雨滴敲打在青瓦上的声音,像是无数细小的手指在轻轻叩门。
梅香香睁开眼睛时,发现自己站在一座破败的庙宇前。青灰色的砖墙爬满暗绿色的苔藓,朱漆大门早已褪色剥落,只留下斑驳的痕迹。空气中弥漫着一股潮湿的霉味,混合着若有若无的檀香气息。
"又一位新玩家?"
身后传来一个男声。梅香香转身,看见四个年轻人站在雨中。说话的男子约莫二十七八岁,戴着黑框眼镜,手里拿着一台小型摄像机。
"你们也是被邀请来参加'阴间戏'的?"梅香香问道,声音比自己预想的要平静。
"看来我们都被那封诡异的邀请函骗来了。"一个染着粉红色头发的女孩抱着手臂,指甲上的黑色指甲油已经有些剥落,"说什么'体验最真实的恐怖游戏',结果连个工作人员都没有。"
梅香香摸了摸口袋,那封用朱砂写着"阴间戏"三个字的烫金邀请函还在。她记得自己明明在公寓里睡觉,醒来却到了这个地方。更奇怪的是,她对此并不感到特别惊讶,仿佛潜意识里早就预料到这一切。
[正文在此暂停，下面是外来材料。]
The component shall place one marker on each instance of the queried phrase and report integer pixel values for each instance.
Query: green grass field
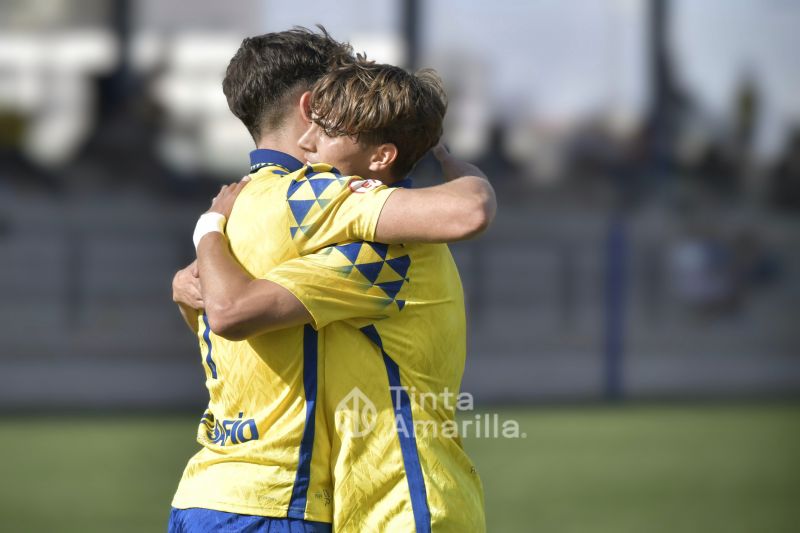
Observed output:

"我是周明,恐怖游戏主播。"眼镜男自我介绍道,"这两位是苏雨和赵小刀。"他指了指粉发女孩和一个瘦高的男生。
"我是李医生,精神科医师。"最后一位是个三十出头的女性,说话时习惯性地推了推鼻梁上的眼镜,"虽然我更希望别人叫我李雯。"
"梅香香。"她简短地说,没有提及自己的职业——事实上,她突然发现自己想不起来是做什么的了。
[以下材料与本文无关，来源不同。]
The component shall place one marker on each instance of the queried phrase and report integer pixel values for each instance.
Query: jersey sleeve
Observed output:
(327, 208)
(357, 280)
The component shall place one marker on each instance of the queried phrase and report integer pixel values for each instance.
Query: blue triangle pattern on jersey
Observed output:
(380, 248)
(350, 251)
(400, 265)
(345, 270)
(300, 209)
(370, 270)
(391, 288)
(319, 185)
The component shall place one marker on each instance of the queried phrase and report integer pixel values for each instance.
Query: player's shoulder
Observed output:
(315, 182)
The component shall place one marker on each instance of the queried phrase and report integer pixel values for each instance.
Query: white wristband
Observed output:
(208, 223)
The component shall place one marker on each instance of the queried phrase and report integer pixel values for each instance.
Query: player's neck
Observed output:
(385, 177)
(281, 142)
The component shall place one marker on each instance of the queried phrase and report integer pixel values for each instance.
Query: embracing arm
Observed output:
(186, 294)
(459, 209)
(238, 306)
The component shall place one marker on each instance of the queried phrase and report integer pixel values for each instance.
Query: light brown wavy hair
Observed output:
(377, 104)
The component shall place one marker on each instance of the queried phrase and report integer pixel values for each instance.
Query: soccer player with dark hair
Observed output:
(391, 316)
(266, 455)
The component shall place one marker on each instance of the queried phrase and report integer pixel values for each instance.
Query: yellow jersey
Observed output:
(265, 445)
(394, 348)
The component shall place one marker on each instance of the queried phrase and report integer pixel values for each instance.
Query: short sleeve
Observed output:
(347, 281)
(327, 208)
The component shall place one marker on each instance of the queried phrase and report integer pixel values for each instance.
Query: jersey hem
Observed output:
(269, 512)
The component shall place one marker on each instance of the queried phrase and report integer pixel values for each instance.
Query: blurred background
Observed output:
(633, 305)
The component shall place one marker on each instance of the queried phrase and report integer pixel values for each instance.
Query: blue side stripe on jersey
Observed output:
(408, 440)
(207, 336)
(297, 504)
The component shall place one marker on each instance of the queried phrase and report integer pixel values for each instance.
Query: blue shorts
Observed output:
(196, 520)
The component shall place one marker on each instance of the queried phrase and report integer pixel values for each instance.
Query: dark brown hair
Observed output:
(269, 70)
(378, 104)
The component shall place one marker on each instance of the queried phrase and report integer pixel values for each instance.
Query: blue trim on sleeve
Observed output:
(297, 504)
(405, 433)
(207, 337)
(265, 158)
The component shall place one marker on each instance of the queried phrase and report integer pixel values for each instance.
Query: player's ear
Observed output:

雨势渐大,五人不得不进入庙内避雨。推开吱呀作响的大门,一股阴冷的气息扑面而来。庙内比外观看起来要大得多,中央是一个古旧的戏台,两侧的柱子上贴着褪色的对联:"顷刻间千秋事业,方寸地万里江山"。
"这地方起码荒废几十年了。"赵小刀摸着戏台边缘的灰尘说。
梅香香却感到一阵莫名的熟悉。那些雕花的栏杆、褪色的帷幕,甚至是空气中飘散的陈旧气味,都让她心跳加速。她不由自主地走向戏台后方,那里挂着一面斑驳的铜镜。
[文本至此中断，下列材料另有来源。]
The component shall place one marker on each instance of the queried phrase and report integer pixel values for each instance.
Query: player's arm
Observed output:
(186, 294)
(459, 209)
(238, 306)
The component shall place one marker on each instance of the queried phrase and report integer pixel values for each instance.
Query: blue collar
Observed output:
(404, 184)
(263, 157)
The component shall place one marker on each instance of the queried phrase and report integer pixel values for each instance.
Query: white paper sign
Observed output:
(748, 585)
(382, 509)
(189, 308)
镜中的自己苍白如纸,黑发垂至腰间,穿着一件素白的旗袍——这不是她平时的打扮。更奇怪的是,镜中的影像似乎比她慢了半拍,当她抬手时,镜中人像是被什么牵绊住一般,动作迟缓而僵硬。
"你们快来看这个!"苏雨的声音从戏台另一侧传来。
众人聚集过去,发现墙上贴着一张泛黄的戏单,上面的字迹依然清晰可辨:
"七月初七,夜雨时分,特邀诸位观赏《牡丹亭》《长生殿》《锁麟囊》...及《梅香香之死》"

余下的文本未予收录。